Took part in the recent Singapore Biathlon for the very first time and I was just aiming to complete and not to compete.

I haven't really trained for it much leading up to the event, just hitting the pool as much as I can to do about 20 to 30 laps or making a trip to the gym to clock some time on the threadmill during my lunch hour.

The thought of actually running 10km after a 1.5km swim in the open sea was very new to me, albeit a daunting and intimidating one.

As I predicted, I was hit by cramps in my right calf just after my swim and into the first few hundred metres of the run, and had to stop for a few minutes to stretch.

I was thinking to myself if I could complete the run at all.

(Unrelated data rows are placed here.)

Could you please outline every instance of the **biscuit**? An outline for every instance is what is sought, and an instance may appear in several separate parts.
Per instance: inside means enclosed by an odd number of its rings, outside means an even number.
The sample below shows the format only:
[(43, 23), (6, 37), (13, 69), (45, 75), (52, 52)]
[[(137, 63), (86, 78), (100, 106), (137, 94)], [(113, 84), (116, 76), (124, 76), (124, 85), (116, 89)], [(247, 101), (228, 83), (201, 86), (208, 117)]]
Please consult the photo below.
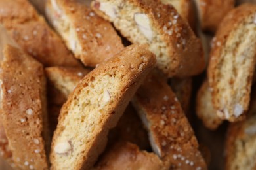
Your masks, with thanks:
[(186, 114), (188, 114), (192, 90), (192, 80), (186, 78), (171, 78), (169, 83), (175, 94), (181, 107)]
[(211, 103), (211, 89), (207, 80), (205, 80), (198, 92), (196, 112), (203, 125), (211, 130), (215, 130), (223, 122), (217, 115), (216, 110)]
[(125, 48), (87, 75), (61, 109), (53, 139), (52, 169), (89, 169), (110, 129), (156, 63), (146, 45)]
[(85, 65), (95, 67), (124, 48), (111, 24), (85, 2), (48, 1), (46, 14), (66, 45)]
[(128, 105), (116, 126), (110, 131), (108, 139), (108, 145), (121, 141), (132, 143), (142, 150), (150, 148), (147, 131), (131, 104)]
[(223, 18), (234, 8), (234, 0), (196, 0), (201, 28), (215, 33)]
[(196, 26), (195, 14), (192, 0), (160, 0), (164, 4), (173, 5), (178, 13), (186, 20), (194, 30)]
[(248, 110), (256, 58), (256, 5), (244, 4), (222, 21), (213, 42), (207, 70), (218, 116), (242, 120)]
[(163, 162), (154, 153), (140, 150), (139, 147), (128, 142), (117, 143), (93, 169), (101, 170), (167, 169)]
[(0, 116), (12, 159), (18, 168), (47, 169), (49, 137), (43, 65), (10, 45), (1, 55)]
[(9, 35), (44, 66), (81, 66), (27, 0), (1, 0), (0, 10)]
[(95, 0), (91, 7), (132, 43), (148, 43), (157, 67), (168, 77), (204, 69), (201, 42), (173, 6), (155, 0)]
[(256, 167), (256, 92), (252, 94), (248, 118), (228, 127), (226, 141), (225, 169)]
[(148, 76), (132, 100), (148, 129), (153, 151), (171, 169), (206, 169), (193, 129), (177, 97), (159, 77)]

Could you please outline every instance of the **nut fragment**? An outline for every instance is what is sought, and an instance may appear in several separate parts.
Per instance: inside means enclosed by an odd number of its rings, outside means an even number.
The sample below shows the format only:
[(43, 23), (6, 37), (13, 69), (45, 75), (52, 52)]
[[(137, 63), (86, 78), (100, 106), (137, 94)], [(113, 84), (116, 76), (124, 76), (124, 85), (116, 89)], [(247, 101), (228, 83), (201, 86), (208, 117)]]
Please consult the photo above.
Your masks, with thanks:
[(150, 41), (152, 39), (153, 32), (148, 17), (143, 13), (134, 14), (134, 20), (140, 32)]
[(54, 152), (58, 154), (65, 154), (71, 150), (71, 144), (68, 141), (58, 143), (54, 147)]
[(104, 12), (110, 19), (113, 20), (117, 16), (117, 8), (112, 3), (101, 2), (99, 6), (99, 10)]

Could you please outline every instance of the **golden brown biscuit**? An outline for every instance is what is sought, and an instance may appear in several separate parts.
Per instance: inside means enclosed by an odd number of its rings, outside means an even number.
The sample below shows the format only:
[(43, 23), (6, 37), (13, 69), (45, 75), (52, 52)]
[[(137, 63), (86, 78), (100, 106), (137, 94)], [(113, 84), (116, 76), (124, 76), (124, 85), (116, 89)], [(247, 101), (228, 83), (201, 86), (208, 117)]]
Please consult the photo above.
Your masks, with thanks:
[(256, 91), (252, 93), (248, 118), (230, 124), (226, 141), (226, 169), (255, 169), (256, 166)]
[(1, 55), (0, 115), (12, 159), (18, 168), (47, 169), (45, 148), (49, 136), (43, 65), (9, 45)]
[(132, 43), (148, 43), (157, 67), (169, 77), (204, 69), (201, 42), (173, 6), (155, 0), (95, 0), (91, 7)]
[(121, 141), (132, 143), (141, 150), (150, 148), (147, 131), (131, 104), (125, 109), (116, 126), (110, 131), (108, 139), (108, 145)]
[(221, 119), (242, 120), (248, 110), (256, 61), (256, 5), (244, 4), (222, 21), (211, 52), (208, 82)]
[(111, 24), (98, 16), (85, 3), (49, 0), (46, 14), (75, 58), (85, 65), (94, 67), (124, 47)]
[(160, 170), (163, 163), (154, 153), (140, 150), (139, 147), (128, 142), (117, 143), (105, 152), (93, 169)]
[(215, 130), (223, 123), (223, 120), (217, 115), (211, 100), (211, 89), (208, 82), (205, 80), (196, 97), (196, 114), (207, 128)]
[(125, 48), (86, 75), (61, 109), (51, 146), (52, 169), (89, 169), (110, 129), (156, 63), (146, 45)]
[(151, 146), (173, 169), (206, 169), (198, 143), (177, 97), (164, 79), (150, 75), (133, 104), (146, 126)]
[(9, 36), (45, 66), (81, 65), (27, 0), (1, 0), (0, 10)]
[(196, 0), (201, 27), (215, 33), (223, 18), (234, 7), (234, 0)]

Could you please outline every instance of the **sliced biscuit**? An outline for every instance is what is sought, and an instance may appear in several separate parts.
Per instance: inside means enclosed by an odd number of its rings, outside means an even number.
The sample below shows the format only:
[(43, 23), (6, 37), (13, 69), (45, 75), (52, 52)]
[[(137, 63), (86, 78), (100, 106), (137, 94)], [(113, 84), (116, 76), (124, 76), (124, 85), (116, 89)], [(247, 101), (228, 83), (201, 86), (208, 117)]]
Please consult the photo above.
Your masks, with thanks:
[(188, 120), (165, 80), (150, 75), (133, 99), (154, 152), (173, 169), (206, 169)]
[(125, 48), (82, 79), (61, 109), (51, 146), (52, 169), (90, 169), (110, 129), (156, 63), (146, 45)]
[(81, 65), (27, 0), (0, 0), (0, 10), (10, 37), (45, 66)]
[(202, 44), (173, 6), (155, 0), (95, 0), (91, 7), (132, 43), (148, 43), (157, 67), (169, 77), (204, 69)]
[(222, 124), (223, 120), (217, 115), (211, 102), (211, 89), (205, 80), (198, 90), (196, 105), (196, 114), (203, 125), (211, 130), (215, 130)]
[(79, 0), (48, 1), (46, 14), (66, 45), (85, 65), (95, 66), (123, 48), (110, 23)]
[(17, 168), (47, 169), (49, 136), (43, 65), (9, 45), (3, 56), (0, 115), (12, 159)]
[(128, 142), (117, 143), (104, 153), (93, 169), (119, 170), (140, 169), (161, 170), (163, 162), (154, 153), (140, 150), (139, 147)]
[(208, 67), (212, 101), (221, 119), (244, 118), (256, 61), (256, 5), (234, 8), (222, 21)]

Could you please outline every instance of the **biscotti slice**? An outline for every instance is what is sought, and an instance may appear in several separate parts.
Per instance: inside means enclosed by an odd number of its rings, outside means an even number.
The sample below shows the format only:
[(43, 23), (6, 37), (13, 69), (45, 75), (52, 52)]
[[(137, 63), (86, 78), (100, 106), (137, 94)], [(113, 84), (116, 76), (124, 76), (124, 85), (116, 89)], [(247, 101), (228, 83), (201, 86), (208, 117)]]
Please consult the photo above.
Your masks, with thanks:
[(217, 115), (211, 100), (211, 89), (209, 87), (208, 82), (205, 80), (197, 94), (196, 114), (207, 128), (215, 130), (222, 124), (223, 120)]
[(22, 169), (47, 169), (49, 139), (43, 65), (9, 45), (1, 55), (0, 116), (12, 160)]
[(0, 10), (9, 36), (45, 66), (81, 65), (27, 0), (0, 0)]
[(248, 110), (256, 61), (256, 5), (232, 10), (222, 21), (211, 52), (208, 80), (221, 119), (243, 119)]
[(223, 18), (234, 8), (234, 0), (196, 0), (201, 28), (215, 33)]
[(255, 169), (256, 167), (256, 91), (248, 111), (248, 118), (228, 127), (226, 141), (226, 170)]
[(154, 153), (140, 150), (139, 147), (128, 142), (116, 143), (95, 166), (93, 169), (119, 170), (162, 170), (163, 162)]
[(202, 44), (173, 6), (155, 0), (95, 0), (91, 7), (132, 43), (148, 43), (157, 67), (169, 77), (204, 69)]
[(181, 107), (186, 114), (188, 114), (190, 106), (190, 98), (192, 89), (192, 80), (191, 78), (171, 78), (169, 83), (175, 94)]
[(196, 138), (164, 79), (148, 76), (132, 103), (148, 129), (153, 151), (173, 169), (206, 169)]
[(48, 79), (68, 98), (79, 82), (91, 71), (89, 69), (52, 67), (45, 69)]
[(120, 141), (132, 143), (142, 150), (150, 148), (147, 131), (131, 104), (128, 105), (115, 128), (110, 131), (108, 138), (108, 146)]
[(85, 65), (94, 67), (124, 48), (111, 24), (98, 16), (85, 2), (48, 1), (46, 14), (66, 45)]
[(192, 0), (160, 0), (164, 4), (173, 5), (178, 13), (185, 20), (188, 22), (190, 27), (194, 29), (196, 26), (195, 14), (193, 8)]
[(61, 109), (51, 146), (52, 169), (89, 169), (110, 129), (156, 63), (146, 45), (127, 47), (87, 75)]

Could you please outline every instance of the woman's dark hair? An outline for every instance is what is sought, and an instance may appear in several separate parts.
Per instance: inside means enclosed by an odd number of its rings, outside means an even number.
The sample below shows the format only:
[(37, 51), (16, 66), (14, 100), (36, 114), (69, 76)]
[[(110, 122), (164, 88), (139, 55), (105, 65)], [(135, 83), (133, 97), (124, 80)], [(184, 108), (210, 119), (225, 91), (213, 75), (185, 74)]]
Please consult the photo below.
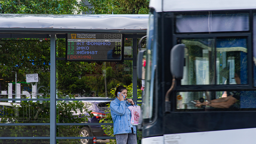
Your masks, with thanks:
[(115, 92), (115, 95), (116, 97), (117, 97), (117, 92), (121, 92), (123, 90), (127, 90), (127, 89), (123, 86), (120, 86), (117, 87), (117, 89), (116, 90), (116, 91)]

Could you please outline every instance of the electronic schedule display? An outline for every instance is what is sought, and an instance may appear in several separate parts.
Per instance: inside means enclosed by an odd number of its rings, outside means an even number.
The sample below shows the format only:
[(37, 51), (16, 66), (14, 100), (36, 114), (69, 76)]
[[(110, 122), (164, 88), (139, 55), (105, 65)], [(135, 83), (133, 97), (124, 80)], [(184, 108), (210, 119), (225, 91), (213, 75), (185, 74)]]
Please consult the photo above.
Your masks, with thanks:
[(123, 34), (69, 33), (66, 36), (67, 61), (123, 60)]

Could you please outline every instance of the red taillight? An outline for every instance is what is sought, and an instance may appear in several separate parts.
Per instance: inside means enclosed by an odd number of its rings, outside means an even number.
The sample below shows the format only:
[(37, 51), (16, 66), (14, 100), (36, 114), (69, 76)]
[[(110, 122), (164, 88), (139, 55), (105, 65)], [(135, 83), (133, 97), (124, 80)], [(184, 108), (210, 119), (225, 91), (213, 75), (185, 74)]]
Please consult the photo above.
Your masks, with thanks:
[(106, 116), (105, 114), (98, 112), (92, 112), (91, 113), (93, 114), (96, 117), (96, 118), (104, 118)]

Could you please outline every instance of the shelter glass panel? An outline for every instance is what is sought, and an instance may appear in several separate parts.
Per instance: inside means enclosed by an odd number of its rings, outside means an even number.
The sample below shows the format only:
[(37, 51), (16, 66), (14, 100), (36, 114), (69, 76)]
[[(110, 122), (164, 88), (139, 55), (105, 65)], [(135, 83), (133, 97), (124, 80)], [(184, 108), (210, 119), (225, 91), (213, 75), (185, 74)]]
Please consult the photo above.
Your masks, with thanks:
[[(65, 98), (67, 95), (69, 98), (113, 97), (117, 86), (132, 86), (132, 60), (123, 63), (58, 60), (58, 97)], [(128, 97), (131, 97), (130, 90)]]
[(46, 101), (0, 102), (1, 123), (50, 122), (50, 103)]
[[(50, 126), (0, 126), (0, 137), (49, 137)], [(9, 140), (11, 141), (11, 139)], [(19, 143), (19, 140), (22, 142), (22, 139), (17, 140), (15, 143)], [(43, 142), (41, 140), (39, 142)], [(3, 142), (7, 142), (4, 141)], [(24, 143), (24, 142), (23, 142)]]

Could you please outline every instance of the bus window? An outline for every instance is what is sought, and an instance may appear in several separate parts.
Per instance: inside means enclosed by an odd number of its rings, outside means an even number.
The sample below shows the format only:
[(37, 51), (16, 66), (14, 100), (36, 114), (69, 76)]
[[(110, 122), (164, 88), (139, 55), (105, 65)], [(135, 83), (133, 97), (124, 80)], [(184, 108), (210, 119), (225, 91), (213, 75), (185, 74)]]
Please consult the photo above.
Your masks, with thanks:
[(247, 42), (246, 38), (220, 38), (216, 43), (217, 84), (235, 84), (236, 74), (239, 84), (247, 84)]
[(182, 85), (248, 83), (246, 38), (184, 38), (181, 42), (186, 47)]
[(177, 33), (230, 32), (249, 30), (249, 14), (214, 14), (206, 12), (177, 14)]
[[(224, 100), (225, 98), (222, 97), (225, 93), (228, 97), (232, 97), (235, 100), (232, 103), (225, 104), (227, 100), (225, 101)], [(255, 110), (252, 108), (256, 108), (256, 91), (181, 92), (176, 92), (176, 108), (178, 111), (191, 111), (192, 109), (204, 111), (206, 109), (209, 111)], [(202, 98), (204, 101), (200, 102), (199, 100)], [(207, 103), (206, 106), (201, 105), (204, 103)]]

Well, the stretch did wonders and after a few kilometres in the run, I found my rhythm and it was on the whole an enjoyable 10-kilometre jog till the finish. I was surprised that I didn't really feel that drained at the end of the race.

Perhaps I did not really go all out for if I really did, I might have collapsed halfway out of sheer exhaustion.

Anyway, the photographs for the Singapore Biathlon were out a few days after the end of the event, thanks to the photographers who stationed themselves at various points of the running course to snap pictures of almost every competitor, making sure that they have at least a memento in the form of a photograph of themselves in their sprinting(or panting glory) to take away from the race.

Unfortunately I could only find one picture taken of myself during the race, compared to the many taken of my friends who had also participated. =(
Ah well, one picture is better than nothing...

And here it is, wearing bib number 4292...

Thursday, March 29, 2007

Missing...

I must really remember to buy 4D for yesterday's date.

I don't remember something like this ever happening to me before at all.

Being stopped by the local police in a foreign country once is probably nothing to talk about, but twice in the same day?

All because I resembled a missing person that they have been looking for. I was pretty amused at it the first time, with the policemen who stopped me commenting on how fluent my Japanese is, and how interesting it is that the Immigration Authorities in Singapore decided to print two photographs of the passport holder on the back page of our passports.

Until I was stopped the second time and I felt that it wasn't funny anymore.

Till the police manage to find that missing person, I am preparing myself for a possibility to be stopped at some train station again today.

Good thing I had my passport with me yesterday.

Wednesday, March 28, 2007

JAPAN!!!

Been aeons since I last posted something here to the point that this blog is almost forgotten territory. Well, call it procrastination, work and other personal committments or a combination of both, I have been pretty tied up lately that I have not had much opportunity to click to this website to even post a single confession, or just some plain crap.

Haha.

A lot of things have happened lately, both on the work and the personal front and it would be almost impossible to pen all of them down in a single entry.

But I will definitely do so in due time, albeit a little by little. It is a committment to myself that I have made.

In the meantime, I shall just let everyone who is reading this (thanks much for coming to this website, intentionally or otherwise) know that I am currently on holiday in Japan, and the weather here is great! Nothing like the humid madness that we have back in Singapore.

Been 4 years since I was here and a strong feeling of nostalgia hit me the moment my plane landed at Fukuoka.

Taking the train on the way to Hiroshima, passing by the building that used to be my place of abode during part of my 5-year stay in this country, leaving my footprints in places where I used to leave them a few years ago while I was still a wide-eyed university student, thinking of the things that happened while I was here, and the things that have happened in the four years since I left, gave me a weird feeling.

A feeling not just of nostalgia, but also that of loneliness, peace, happiness, sadness, and of longing, all rolled into a mish-mash of emotions that is not easily palatable, but something which I have to swallow, whether I like it or not.

In the meantime, while digesting this mumbo-jumbo of emotions, I shall enjoy my first long holiday for a long while, and the first one alone for such a long period, as much as I can.

Without thinking too much about the past, and also trying to put all that has happened behind me and to move on.